Byline: Osman Ergene, Isfendiyar Darbaz, Serkan Sayiner and Selim Aslan

Keywords: Embryonic mortality, Ultrasonography, Pregnancy specific proteins, Pregnancy specific protein-B, Cow.

Introduction

Factors causing embryonic mortalities (EM) may be summarized as oocyte maturation at different oocyte stages, secretion of oestradiol in inadequate concentration during preovulatory period, progesterone hormone insufficiency, inability of uterine environment for embryo, placental development insufficiency and physiological, genetical, morphological and developmental factors of the embryo itself (Pohler et al., 2016; Pytlewski et al., 2018).

The embryonic period is defined as the period from conception to the period of differentiation, and this process continues until the 42nd day (Committee on Bovine Reproductive Nomenclature, 1972). EMs during pregnancy can occur early (before day 28) or late (after day 28). It has been reported that 20-30% of embryonic mortalities were on 28th day of pregnancy and between 3.2% and 42.7% of mortalities were after 28th day.However, there is a paucity of information regarding EMs in the period of placental formation, which corresponds to about 35-40 days of gestation (Pohler et al., 2016). EM in this period causes economic loss due to luteal regression in oestrus cycle and prolongation of number of days from calving to first oestrus interval.

Trophoblastic proteins such as bovine pregnancy-associated glycoprotein-1 (bPAG-1) and bovine pregnancy-specific protein B (PSP-B), are secreted by the binucleate cells (Zoli et al., 1992; Wooding et al., 2005).

PAG and PSPB tests have shown that a high accuracy (93-98%) in early pregnancy diagnosis could be determined (Silva et al., 2007; Romano and Larson, 2010; Ergene et al., 2018).
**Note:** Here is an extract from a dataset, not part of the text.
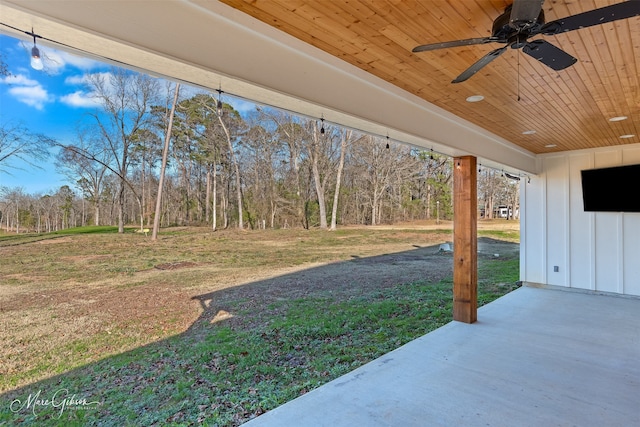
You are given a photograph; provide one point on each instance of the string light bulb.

In early EMs, it has been reported that these proteins have fallen to an unmeasurable level in blood serum when measurements are performed 24-30 days after insemination (AI). In contrast, in late EMs, the measured values of these glycoproteins in both heifers and cows were found to be 20-30% lower than those of pregnant animals, and individual differences were obtained at the time EMs were observed. A study conducted with PSB-60, reported that this protein was an important method for determining gestation between 28-90th days, but no difference could be obtained between embryonic mortality and unfertilized animals (Mialon et al., 1993).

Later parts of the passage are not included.